What Copeland Counts

Mike Ossipoff dfb at bbs.cruzio.com
Thu Jun 6 02:51:39 PDT 1996


Any Pairwise method, even Copeland or Regular Champion, starts
out by counting voters, to determine which alternative beats which.

But then, if there's a circular tie, that's where Regular Chammpion
parts ways with counting votes. Because now it's candidates that
it counts. The preference voters that the voters cast are no longer
used.

Here's an example that I posted once before:

Say you're part of a group that's voting on what movie to go to
on a particular evening. Say there are Westerns, crime movies,
& adventure movies, and Regular Champion, or some Copeland version,
is used.

Say more voters prefer Westerns to crime movies than vice-versa,
so all the Westerns beat all the crime movies. Similarly, the
crime movies beat the adventure movies, and the adventure
movies beat the Westerns. So it's a circular tie.

Now, say there are lots of crime movies, and very few adventure
movies on that particular evening. This means that a Western
will win, by Copeland's count rule.
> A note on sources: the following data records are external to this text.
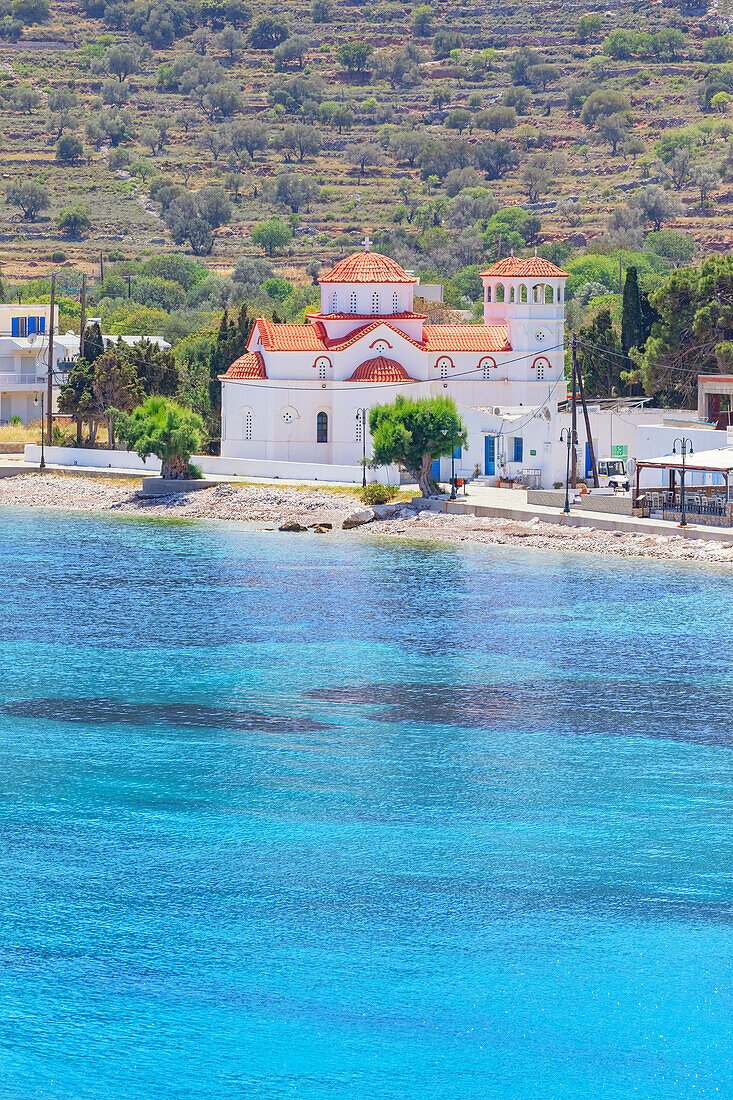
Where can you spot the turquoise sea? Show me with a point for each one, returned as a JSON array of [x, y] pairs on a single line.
[[336, 817]]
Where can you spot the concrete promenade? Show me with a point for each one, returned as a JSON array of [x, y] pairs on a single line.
[[512, 504]]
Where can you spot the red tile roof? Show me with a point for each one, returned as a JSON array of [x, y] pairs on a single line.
[[367, 267], [381, 370], [466, 338], [534, 267], [250, 365], [365, 317], [312, 338]]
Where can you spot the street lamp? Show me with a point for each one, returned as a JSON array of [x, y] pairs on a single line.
[[452, 457], [685, 448], [42, 464], [568, 436], [363, 448]]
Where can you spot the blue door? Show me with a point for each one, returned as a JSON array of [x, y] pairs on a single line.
[[489, 455]]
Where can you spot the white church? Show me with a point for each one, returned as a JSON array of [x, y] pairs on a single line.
[[294, 400]]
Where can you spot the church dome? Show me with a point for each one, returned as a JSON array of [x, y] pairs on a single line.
[[380, 370], [367, 267]]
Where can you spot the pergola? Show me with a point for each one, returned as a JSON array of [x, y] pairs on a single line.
[[719, 461]]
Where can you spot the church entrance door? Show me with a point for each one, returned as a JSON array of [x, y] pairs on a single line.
[[490, 455]]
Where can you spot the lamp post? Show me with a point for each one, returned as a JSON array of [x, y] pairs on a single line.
[[685, 449], [42, 464], [452, 457], [568, 436]]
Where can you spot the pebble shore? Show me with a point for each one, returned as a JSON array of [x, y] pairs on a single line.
[[274, 505]]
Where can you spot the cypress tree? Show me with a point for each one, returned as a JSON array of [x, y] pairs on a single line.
[[632, 319]]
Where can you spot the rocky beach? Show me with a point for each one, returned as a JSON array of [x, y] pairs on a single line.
[[308, 507]]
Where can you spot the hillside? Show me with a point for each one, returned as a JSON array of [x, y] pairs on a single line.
[[229, 130]]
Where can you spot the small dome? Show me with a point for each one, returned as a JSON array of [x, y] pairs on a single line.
[[367, 267], [380, 370]]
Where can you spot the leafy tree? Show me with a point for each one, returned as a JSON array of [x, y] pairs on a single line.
[[445, 42], [272, 235], [364, 156], [588, 28], [115, 386], [413, 432], [30, 196], [678, 248], [76, 399], [165, 429], [354, 55], [495, 157], [543, 74], [269, 32], [122, 62], [74, 220]]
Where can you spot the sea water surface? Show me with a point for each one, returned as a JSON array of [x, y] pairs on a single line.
[[336, 817]]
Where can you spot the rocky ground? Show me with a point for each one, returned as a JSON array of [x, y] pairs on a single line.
[[307, 507]]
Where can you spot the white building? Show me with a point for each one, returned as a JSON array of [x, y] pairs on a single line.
[[296, 395], [24, 358]]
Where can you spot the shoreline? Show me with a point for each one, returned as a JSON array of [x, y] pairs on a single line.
[[307, 505]]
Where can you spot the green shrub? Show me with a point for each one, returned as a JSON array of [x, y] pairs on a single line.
[[375, 493]]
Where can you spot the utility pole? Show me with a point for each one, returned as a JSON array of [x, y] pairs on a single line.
[[581, 386], [84, 315], [50, 377], [573, 417]]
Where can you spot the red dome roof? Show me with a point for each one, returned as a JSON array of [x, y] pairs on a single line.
[[534, 267], [367, 267], [380, 370]]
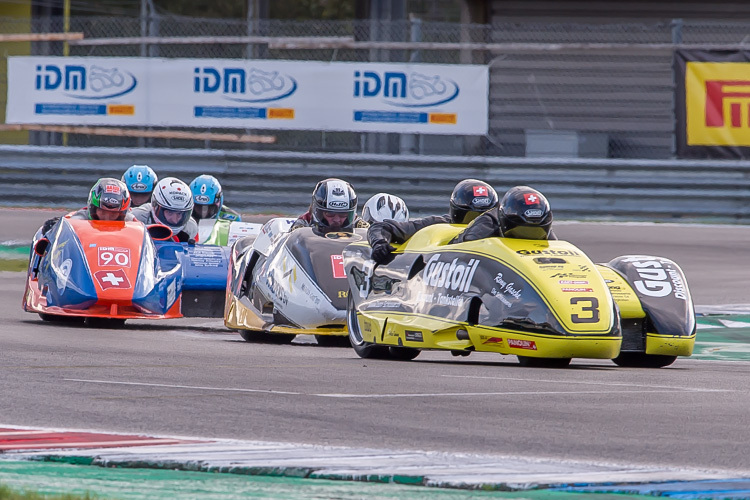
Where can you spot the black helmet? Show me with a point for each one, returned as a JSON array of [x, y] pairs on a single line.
[[525, 213], [109, 198], [471, 198], [334, 205]]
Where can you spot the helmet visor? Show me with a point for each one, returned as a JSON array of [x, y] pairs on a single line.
[[205, 211], [175, 219], [138, 199], [335, 220], [103, 213]]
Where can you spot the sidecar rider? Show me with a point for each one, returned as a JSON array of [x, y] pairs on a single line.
[[523, 213], [171, 205], [208, 200], [333, 208], [470, 198], [140, 180], [109, 199]]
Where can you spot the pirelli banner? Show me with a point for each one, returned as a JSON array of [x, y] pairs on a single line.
[[713, 103]]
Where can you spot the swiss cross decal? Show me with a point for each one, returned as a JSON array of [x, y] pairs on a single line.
[[480, 191], [530, 198], [337, 264], [115, 278]]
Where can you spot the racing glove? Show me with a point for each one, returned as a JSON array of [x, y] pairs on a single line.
[[49, 224], [381, 251]]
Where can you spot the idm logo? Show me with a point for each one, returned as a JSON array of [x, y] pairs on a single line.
[[85, 82], [396, 88], [243, 85]]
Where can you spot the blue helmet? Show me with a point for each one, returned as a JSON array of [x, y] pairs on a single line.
[[140, 181], [207, 196]]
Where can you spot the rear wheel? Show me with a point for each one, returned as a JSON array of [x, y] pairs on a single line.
[[362, 348], [403, 353], [643, 360], [263, 337], [530, 362], [332, 340]]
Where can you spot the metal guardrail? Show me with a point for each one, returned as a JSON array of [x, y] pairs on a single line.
[[281, 182]]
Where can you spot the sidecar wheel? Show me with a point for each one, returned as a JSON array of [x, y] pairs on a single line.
[[363, 349]]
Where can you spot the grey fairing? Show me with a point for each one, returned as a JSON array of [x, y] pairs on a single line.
[[313, 252], [662, 288]]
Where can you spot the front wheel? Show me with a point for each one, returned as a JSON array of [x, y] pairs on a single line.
[[266, 337], [531, 362], [643, 360], [363, 349]]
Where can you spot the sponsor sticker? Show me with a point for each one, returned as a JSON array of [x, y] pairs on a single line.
[[454, 275], [116, 278], [522, 344], [530, 198], [493, 340], [114, 256], [480, 191], [413, 336], [337, 265]]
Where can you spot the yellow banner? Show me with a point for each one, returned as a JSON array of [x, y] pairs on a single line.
[[717, 98]]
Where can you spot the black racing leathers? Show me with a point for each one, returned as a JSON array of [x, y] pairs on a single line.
[[486, 225], [380, 235]]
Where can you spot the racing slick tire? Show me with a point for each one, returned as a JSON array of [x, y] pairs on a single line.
[[643, 360], [531, 362], [332, 340], [264, 337], [403, 353], [363, 349]]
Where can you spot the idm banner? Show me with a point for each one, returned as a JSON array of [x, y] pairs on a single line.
[[238, 93], [713, 103]]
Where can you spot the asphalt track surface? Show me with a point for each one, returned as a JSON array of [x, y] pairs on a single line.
[[194, 378]]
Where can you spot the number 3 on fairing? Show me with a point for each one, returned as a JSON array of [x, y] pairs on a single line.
[[592, 309]]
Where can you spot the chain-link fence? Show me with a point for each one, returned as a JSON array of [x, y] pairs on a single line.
[[604, 90]]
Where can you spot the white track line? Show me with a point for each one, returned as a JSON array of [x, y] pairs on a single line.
[[404, 395]]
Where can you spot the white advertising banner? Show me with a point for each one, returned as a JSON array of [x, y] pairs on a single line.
[[260, 94]]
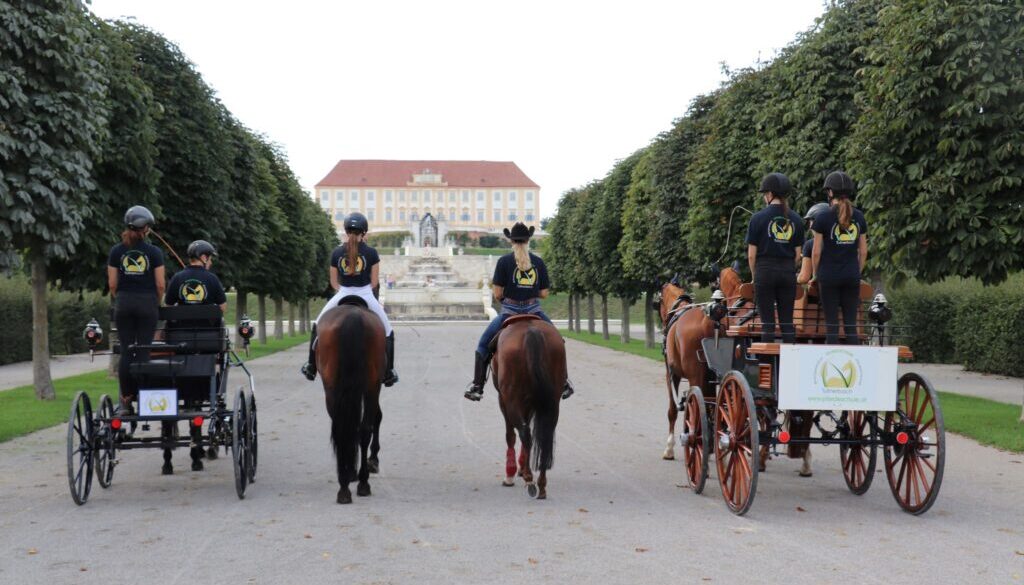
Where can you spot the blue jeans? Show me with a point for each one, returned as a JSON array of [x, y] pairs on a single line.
[[496, 323]]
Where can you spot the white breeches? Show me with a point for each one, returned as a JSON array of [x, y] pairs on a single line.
[[367, 294]]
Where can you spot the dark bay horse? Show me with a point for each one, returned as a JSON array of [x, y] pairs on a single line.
[[350, 360], [529, 373]]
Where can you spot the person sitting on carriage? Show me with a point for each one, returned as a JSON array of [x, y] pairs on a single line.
[[840, 253], [355, 272], [773, 241], [520, 281], [196, 284]]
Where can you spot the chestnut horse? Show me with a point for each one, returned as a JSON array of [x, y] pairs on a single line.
[[350, 360], [529, 373]]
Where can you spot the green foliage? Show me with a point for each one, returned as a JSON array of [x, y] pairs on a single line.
[[938, 145]]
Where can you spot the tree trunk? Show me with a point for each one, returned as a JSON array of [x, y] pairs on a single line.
[[648, 321], [604, 316], [261, 329], [40, 333], [624, 335], [279, 319]]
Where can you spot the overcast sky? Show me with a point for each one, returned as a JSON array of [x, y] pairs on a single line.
[[562, 88]]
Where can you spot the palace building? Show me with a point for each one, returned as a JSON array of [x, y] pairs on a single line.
[[448, 196]]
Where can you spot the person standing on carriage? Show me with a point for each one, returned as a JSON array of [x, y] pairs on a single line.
[[196, 284], [840, 253], [355, 272], [773, 241], [520, 281], [135, 278]]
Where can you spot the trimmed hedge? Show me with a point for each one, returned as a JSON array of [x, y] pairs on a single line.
[[68, 315], [961, 321]]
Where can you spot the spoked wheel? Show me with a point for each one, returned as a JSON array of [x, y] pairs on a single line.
[[81, 441], [736, 443], [858, 460], [695, 440], [105, 450], [240, 444], [252, 437], [914, 469]]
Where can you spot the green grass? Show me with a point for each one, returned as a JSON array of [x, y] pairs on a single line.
[[988, 422], [22, 413]]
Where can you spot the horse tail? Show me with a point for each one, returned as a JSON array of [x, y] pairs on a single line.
[[349, 385], [545, 401]]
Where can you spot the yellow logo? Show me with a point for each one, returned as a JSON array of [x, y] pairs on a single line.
[[781, 230], [134, 262], [193, 292]]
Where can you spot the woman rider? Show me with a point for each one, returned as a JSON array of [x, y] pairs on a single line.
[[840, 253], [135, 277], [520, 282], [355, 272], [773, 242]]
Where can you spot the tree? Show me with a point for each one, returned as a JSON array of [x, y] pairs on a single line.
[[52, 116]]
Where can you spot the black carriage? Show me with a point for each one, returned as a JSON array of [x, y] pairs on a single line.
[[185, 379], [741, 413]]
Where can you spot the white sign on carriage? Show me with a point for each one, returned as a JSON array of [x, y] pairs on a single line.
[[838, 377]]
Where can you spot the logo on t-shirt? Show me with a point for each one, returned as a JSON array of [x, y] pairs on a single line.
[[193, 292], [846, 237], [780, 230], [134, 262]]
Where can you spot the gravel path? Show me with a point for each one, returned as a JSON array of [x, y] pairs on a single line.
[[616, 512]]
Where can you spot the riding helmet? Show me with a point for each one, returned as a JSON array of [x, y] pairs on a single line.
[[519, 233], [201, 248], [840, 183], [777, 183], [356, 222], [138, 217]]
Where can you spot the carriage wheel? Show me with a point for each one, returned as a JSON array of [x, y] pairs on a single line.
[[105, 447], [858, 460], [914, 469], [253, 440], [696, 433], [240, 444], [81, 441], [736, 443]]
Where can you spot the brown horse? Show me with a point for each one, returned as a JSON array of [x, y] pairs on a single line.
[[350, 360], [529, 373]]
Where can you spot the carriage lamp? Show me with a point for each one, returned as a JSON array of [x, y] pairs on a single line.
[[880, 310]]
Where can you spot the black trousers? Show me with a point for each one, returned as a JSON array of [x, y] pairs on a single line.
[[775, 289], [135, 316], [843, 294]]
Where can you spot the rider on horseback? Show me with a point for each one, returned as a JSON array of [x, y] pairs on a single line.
[[520, 282], [354, 269]]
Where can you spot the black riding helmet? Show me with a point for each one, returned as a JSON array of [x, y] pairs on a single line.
[[138, 217], [840, 183], [777, 183], [356, 222], [201, 248]]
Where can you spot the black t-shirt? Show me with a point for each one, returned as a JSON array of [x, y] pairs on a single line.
[[521, 285], [135, 266], [365, 261], [195, 285], [775, 235], [839, 254]]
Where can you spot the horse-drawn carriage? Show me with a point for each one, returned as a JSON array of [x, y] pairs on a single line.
[[748, 398], [183, 379]]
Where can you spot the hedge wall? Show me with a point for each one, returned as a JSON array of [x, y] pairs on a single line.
[[962, 322], [69, 314]]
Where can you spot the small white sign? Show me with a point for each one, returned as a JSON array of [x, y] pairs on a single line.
[[158, 402], [838, 377]]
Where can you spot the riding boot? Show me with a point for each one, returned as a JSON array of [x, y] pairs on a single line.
[[309, 368], [391, 376], [475, 390]]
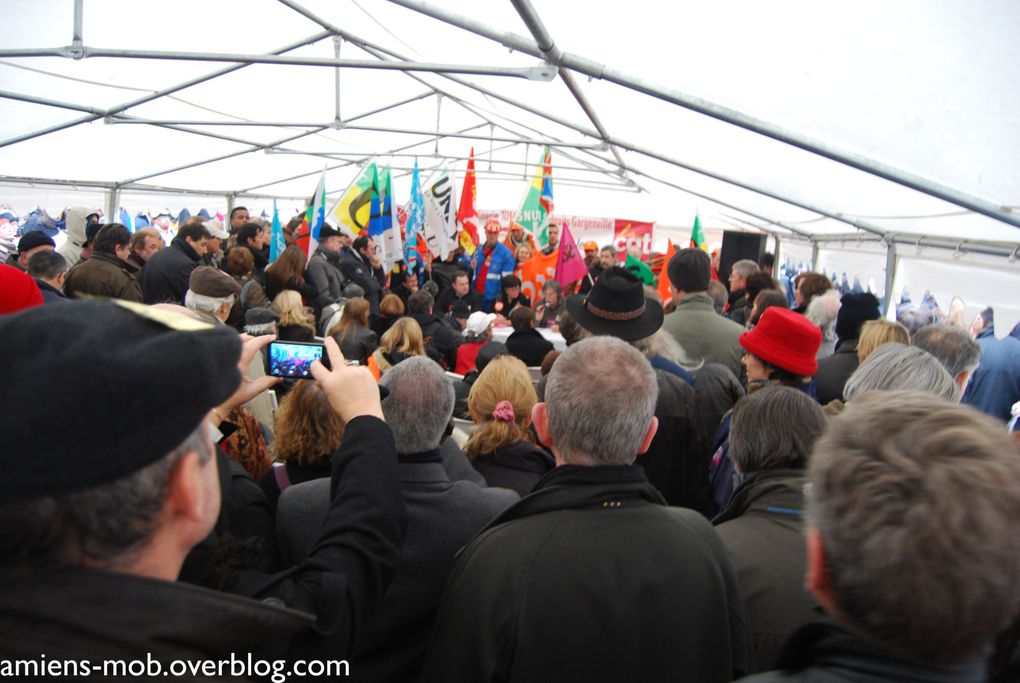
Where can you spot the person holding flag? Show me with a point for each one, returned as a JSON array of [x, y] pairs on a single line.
[[362, 266], [323, 269], [415, 221], [491, 263]]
The number of movies of
the various genres playing that evening determines which 
Genre will win. Nonsense. Copeland is nonsense. The voters are
what should matter, not how many movies of each type are
playing, in determing which genre the winning movie comes from.

Of course it could just as easily have been political parties
& candidates instead of genres & movies. What kind of a way
is that to pick a winning party? 

And since Copeland is so indecisive--completely indecisive in
a 3-candidate circular tie--what if we were to ask what the
justification is for choosing the winner by plurality?